Green Bay had undoubtedly their best full game of offense in 2016 against the Falcons.
Aaron Rodgers put up 246 yards and 4 TDs while completing 73% of his passes. Three little-used receivers (Jeff Janis, Trevor Davis, Geronimo Allison) each became big parts of the gameplan, seeing their season-high in snaps (58, 36, 19, respectively) and catching TDs. The unit put up 32 points (2nd-most on their year) while scoring on 5 of their 9 drives (including 4 of the first 5). The effort is one that would win most weeks.
It probably isn’t sustainable for too long however, due to the startling lack of balance displayed in their play-calling.
According to Pro Football Focus, of the 62 offensive plays for the Packers on Sunday, just 13 were designed runs. The leading rusher for the team was Rodgers, garnering a career-high 60 yards on six scrambles against man defenses which left big blocks of space for him to attack with his legs. Outside of him though, the Packers managed just 48 yards between the sad hydra of Don Jackson, Aaron Ripkowski, and the since-released Knile Davis.

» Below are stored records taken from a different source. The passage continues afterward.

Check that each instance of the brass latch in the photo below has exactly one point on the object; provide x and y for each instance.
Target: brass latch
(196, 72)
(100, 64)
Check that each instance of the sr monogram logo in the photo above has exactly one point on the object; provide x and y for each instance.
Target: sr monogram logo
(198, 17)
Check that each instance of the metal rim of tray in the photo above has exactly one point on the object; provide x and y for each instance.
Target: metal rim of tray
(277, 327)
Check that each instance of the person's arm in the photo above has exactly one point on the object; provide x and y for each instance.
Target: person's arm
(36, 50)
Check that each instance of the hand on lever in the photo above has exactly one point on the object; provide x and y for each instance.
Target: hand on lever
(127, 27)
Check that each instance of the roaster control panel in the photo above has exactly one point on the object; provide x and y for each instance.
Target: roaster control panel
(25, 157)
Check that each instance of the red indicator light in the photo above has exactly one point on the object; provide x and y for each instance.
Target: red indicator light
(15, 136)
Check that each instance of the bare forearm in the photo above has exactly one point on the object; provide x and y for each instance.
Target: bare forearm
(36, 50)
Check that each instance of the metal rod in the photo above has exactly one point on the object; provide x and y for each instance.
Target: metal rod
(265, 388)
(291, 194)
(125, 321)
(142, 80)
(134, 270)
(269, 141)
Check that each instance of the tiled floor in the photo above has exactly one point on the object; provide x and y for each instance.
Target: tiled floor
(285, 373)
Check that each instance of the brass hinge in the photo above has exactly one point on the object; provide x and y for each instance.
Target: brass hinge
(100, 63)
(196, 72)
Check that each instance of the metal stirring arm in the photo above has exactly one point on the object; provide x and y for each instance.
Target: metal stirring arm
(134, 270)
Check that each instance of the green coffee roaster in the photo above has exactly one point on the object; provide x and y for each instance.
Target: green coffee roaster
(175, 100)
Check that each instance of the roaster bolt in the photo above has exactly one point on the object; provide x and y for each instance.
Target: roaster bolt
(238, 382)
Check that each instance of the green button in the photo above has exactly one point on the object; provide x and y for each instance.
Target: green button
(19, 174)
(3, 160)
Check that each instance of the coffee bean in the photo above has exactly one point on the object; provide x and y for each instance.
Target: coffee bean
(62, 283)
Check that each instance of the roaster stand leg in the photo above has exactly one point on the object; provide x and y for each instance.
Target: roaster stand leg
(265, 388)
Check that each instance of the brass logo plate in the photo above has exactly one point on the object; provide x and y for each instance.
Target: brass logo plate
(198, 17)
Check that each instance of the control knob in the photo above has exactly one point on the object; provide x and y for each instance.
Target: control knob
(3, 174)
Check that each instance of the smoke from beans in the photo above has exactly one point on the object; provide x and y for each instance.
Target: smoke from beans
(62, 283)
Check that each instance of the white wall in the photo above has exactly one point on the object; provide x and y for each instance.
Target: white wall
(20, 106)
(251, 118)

Rodgers has done well so far in this run-allergic attack (past two games: 71.2% completion percentage on 94 throws, 572 yards, 7 TDs, 0 INTs, 113.85 passer rating, 84.2 QBR), but expecting him to shoulder this much of a load for a long time could be dangerous on multiple levels.
For one thing, he could wear himself down with all these throws (especially if he’s running often as well). Defenses can also hone in on just one facet of the game as well, not worrying about a running threat while stacking up in coverage and letting their pass rushers pin their ears back to rush every down.
The biggest problem could be with their offensive line though. The line has been the best in the league to this point in pass blocking, but forcing them to hold their ground every down (rather than in the running game, where they can plow forward) will tire them out not just in a single game but cumulatively across the year.
We already might be seeing some of the pitfalls of this, with T.J. Lang having to miss time in both of the past two games due to injuries; when he goes down, the immortal Don Barclay has been getting the call, and it’s instantly noticeable how much worse the blocking becomes. Besides just that one aspect, we see a team in Atlanta — which has not rushed the passer well since the days of John Abraham — managing to apply pressure much more often than we should expect given the matchup.
According to PFF, Rodgers saw pressure on 17 of his 47 dropbacks (36%), and the defense managed their three sacks on those plays. This was surprisingly done without blitzing too; only 6 of 47 snaps saw Rodgers get blitzed, and two of the three sacks came on non-blitzes.
Green Bay is kind of stuck in a tough spot due to the injuries and ineffectiveness at running back right now (Eddie Lacy is on IR, James Starks is out for at least a couple more weeks with his meniscus injury, Ty Montgomery apparently has the sickle-cell trait, and the other guys left have not yet shown to be reliable enough to carry the load of being a top running option), but they need to find some way to make their running game something teams at least have to consider trying to defend before their line crumbles under the strain of endless pass blocking.